VODG chair Steve Scown said:
“There are too many unresolved questions for providers to make an informed decision as to whether to join Government’s compliance scheme. In the absence of answers, and funding to cover the back pay bill, HMRC’s approach and the timeframe they are imposing is unhelpful to a sector that is at full stretch financially.”
While the chief executive of a disability charity, who wished to remain anonymous, said:
“This appears to be a concerted and planned campaign by government to undermine the sector when a constructive not punitive approach is needed. At a time when we need more funding for social care, the sector is instead being hammered by the HRMC intent on taking away resources from the sector. As a charity working with thousands of people we are deeply concerned about the impact to services such as care and support for elderly relatives, families already struggling with disabled children and young disabled adults who may not only lose their services but the charities who have supported them over many years. The public should know that the very services who support them are being pulled apart. I am concerned and dismayed that our sector is being treated in this way.”

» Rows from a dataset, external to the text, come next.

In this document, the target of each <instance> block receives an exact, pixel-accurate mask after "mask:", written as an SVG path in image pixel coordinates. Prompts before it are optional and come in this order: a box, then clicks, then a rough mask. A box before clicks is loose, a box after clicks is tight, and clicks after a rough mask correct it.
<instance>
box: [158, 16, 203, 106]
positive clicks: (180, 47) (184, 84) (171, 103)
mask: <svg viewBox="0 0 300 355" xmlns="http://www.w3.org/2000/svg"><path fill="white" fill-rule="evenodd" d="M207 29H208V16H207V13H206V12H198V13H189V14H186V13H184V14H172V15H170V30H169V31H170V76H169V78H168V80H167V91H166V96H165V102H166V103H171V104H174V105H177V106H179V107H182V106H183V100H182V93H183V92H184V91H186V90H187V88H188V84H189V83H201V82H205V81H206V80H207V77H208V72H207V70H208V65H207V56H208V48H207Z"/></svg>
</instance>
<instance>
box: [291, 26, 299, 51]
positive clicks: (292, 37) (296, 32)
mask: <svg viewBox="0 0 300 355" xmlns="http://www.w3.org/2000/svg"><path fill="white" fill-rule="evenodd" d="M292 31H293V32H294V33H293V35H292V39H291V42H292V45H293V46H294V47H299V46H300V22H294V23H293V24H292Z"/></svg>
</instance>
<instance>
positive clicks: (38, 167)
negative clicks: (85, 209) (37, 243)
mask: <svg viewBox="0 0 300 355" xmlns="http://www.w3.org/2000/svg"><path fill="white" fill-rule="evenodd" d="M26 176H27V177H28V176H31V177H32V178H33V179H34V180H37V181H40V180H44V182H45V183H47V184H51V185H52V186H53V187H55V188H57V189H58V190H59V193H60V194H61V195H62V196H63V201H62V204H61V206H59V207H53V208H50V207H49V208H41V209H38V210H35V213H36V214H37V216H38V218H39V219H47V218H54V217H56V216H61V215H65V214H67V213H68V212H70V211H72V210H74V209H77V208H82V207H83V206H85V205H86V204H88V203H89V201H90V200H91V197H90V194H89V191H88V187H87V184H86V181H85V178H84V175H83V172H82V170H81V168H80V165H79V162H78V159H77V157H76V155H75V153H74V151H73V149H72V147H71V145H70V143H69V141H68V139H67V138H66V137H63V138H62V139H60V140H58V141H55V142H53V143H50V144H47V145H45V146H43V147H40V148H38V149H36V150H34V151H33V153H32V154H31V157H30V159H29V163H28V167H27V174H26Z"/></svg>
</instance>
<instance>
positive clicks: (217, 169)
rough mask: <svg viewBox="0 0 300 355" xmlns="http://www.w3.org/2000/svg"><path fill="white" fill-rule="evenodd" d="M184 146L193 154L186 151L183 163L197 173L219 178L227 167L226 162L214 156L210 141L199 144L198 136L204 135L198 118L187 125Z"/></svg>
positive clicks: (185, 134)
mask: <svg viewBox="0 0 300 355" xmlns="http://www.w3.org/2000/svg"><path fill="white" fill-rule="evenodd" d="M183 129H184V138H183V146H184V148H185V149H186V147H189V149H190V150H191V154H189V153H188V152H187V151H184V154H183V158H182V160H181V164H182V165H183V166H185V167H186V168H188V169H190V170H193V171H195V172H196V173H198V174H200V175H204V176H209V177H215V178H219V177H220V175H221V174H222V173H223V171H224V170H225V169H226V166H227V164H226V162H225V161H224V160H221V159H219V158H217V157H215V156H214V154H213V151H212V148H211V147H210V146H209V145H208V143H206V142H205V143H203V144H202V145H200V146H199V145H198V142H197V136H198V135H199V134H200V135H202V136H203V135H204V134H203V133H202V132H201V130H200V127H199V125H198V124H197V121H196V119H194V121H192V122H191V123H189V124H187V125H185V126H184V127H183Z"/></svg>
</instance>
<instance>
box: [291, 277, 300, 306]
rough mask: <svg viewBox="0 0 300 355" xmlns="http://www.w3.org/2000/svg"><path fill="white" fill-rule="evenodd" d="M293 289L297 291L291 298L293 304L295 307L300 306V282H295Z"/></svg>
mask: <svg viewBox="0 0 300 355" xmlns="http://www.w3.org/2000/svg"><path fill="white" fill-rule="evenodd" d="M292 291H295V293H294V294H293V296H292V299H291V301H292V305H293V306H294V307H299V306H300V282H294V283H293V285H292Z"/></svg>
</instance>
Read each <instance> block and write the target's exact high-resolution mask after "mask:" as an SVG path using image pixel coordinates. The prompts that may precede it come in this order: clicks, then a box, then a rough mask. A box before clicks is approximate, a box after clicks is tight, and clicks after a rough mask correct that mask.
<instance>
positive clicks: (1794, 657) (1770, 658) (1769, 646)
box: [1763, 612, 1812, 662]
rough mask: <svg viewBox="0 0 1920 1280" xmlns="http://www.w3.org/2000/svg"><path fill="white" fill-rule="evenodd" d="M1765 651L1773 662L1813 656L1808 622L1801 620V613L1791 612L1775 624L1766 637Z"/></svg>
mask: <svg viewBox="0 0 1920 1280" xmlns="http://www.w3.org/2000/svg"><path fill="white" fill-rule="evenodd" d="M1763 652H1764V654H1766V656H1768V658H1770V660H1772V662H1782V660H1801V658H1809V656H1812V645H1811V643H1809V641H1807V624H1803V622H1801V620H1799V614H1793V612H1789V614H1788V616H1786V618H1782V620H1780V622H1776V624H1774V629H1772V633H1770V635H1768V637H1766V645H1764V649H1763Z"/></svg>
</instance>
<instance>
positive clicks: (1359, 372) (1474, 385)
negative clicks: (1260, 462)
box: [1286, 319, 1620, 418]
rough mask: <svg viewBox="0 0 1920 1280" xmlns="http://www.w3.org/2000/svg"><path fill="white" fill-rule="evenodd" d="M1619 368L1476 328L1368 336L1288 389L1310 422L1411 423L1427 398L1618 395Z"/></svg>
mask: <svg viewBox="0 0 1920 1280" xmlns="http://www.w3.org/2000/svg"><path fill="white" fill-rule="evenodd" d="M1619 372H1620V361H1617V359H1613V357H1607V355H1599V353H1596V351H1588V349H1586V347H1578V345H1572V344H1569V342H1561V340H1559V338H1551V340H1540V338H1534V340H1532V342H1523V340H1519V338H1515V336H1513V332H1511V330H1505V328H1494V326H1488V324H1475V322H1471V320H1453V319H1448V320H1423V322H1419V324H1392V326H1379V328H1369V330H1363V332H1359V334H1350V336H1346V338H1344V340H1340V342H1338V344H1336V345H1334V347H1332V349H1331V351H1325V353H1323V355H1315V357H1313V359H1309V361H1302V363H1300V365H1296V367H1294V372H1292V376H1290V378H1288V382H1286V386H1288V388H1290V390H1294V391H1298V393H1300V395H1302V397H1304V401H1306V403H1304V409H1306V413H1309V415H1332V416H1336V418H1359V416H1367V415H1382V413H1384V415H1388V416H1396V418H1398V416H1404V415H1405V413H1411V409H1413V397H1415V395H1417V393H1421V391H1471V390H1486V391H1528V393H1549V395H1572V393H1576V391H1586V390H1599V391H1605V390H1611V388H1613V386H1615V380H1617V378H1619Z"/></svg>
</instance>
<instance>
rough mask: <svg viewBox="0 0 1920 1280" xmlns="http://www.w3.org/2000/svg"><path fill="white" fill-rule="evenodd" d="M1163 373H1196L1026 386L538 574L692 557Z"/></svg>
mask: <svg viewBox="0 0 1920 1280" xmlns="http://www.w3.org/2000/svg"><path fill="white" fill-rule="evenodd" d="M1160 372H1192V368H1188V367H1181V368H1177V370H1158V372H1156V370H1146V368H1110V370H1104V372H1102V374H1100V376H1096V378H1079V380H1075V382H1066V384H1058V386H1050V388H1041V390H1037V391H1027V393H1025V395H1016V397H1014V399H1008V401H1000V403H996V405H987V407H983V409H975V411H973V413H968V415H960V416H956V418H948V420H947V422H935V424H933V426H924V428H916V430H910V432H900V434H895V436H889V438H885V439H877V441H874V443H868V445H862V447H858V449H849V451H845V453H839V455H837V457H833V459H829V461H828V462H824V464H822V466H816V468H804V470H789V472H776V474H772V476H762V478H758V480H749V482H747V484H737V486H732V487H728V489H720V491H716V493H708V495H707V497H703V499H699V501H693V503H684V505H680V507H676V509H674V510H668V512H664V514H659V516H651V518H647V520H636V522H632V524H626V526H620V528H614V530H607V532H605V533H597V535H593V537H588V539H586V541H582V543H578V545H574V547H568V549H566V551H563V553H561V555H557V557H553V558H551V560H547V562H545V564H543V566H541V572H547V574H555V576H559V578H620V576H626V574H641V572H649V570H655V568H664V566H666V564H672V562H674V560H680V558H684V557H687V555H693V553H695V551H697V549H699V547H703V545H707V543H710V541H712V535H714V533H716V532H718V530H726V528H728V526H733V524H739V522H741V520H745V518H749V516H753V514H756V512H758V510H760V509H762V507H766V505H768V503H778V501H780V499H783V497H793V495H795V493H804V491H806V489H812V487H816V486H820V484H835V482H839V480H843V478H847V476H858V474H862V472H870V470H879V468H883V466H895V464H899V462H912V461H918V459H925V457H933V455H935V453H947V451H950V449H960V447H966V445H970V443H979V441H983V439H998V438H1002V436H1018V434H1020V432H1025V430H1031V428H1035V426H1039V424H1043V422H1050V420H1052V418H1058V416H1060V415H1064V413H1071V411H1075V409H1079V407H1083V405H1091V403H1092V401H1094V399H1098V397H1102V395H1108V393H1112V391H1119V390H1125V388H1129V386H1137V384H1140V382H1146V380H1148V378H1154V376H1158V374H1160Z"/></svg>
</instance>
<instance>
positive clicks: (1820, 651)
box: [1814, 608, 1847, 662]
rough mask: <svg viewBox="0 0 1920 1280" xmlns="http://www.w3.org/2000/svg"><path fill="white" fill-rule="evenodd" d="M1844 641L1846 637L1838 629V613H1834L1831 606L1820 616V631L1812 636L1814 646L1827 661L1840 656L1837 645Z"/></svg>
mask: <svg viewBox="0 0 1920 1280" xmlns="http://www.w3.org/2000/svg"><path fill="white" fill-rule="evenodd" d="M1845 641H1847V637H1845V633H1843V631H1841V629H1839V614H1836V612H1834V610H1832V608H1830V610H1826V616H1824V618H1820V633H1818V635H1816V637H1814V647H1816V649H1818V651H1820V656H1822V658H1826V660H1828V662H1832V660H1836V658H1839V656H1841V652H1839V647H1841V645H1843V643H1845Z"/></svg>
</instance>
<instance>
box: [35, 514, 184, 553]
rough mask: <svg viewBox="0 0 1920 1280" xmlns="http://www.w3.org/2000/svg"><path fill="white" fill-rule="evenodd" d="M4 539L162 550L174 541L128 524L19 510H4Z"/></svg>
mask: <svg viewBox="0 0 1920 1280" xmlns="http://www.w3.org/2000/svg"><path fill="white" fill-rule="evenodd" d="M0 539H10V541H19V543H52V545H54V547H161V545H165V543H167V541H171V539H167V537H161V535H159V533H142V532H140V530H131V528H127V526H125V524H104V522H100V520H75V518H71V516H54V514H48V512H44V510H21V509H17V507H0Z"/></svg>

VODG is working with other sector bodies including Association for Real Change, Care England and Learning Disability Voices to demand that Government funds the mistaken back pay.
VODG chief executive Rhidian Hughes said:
“The unspoken cost pressures on social care employers continue to mount as Government drags on the sleep in crisis. The Treasury must find the money to remedy this situation to enable local authorities to contract with providers at a level that covers the full cost of legal requirements. The long-term chronic under-funding of social care must be reversed and we demand the Chancellor takes action in the Autumn Statement.”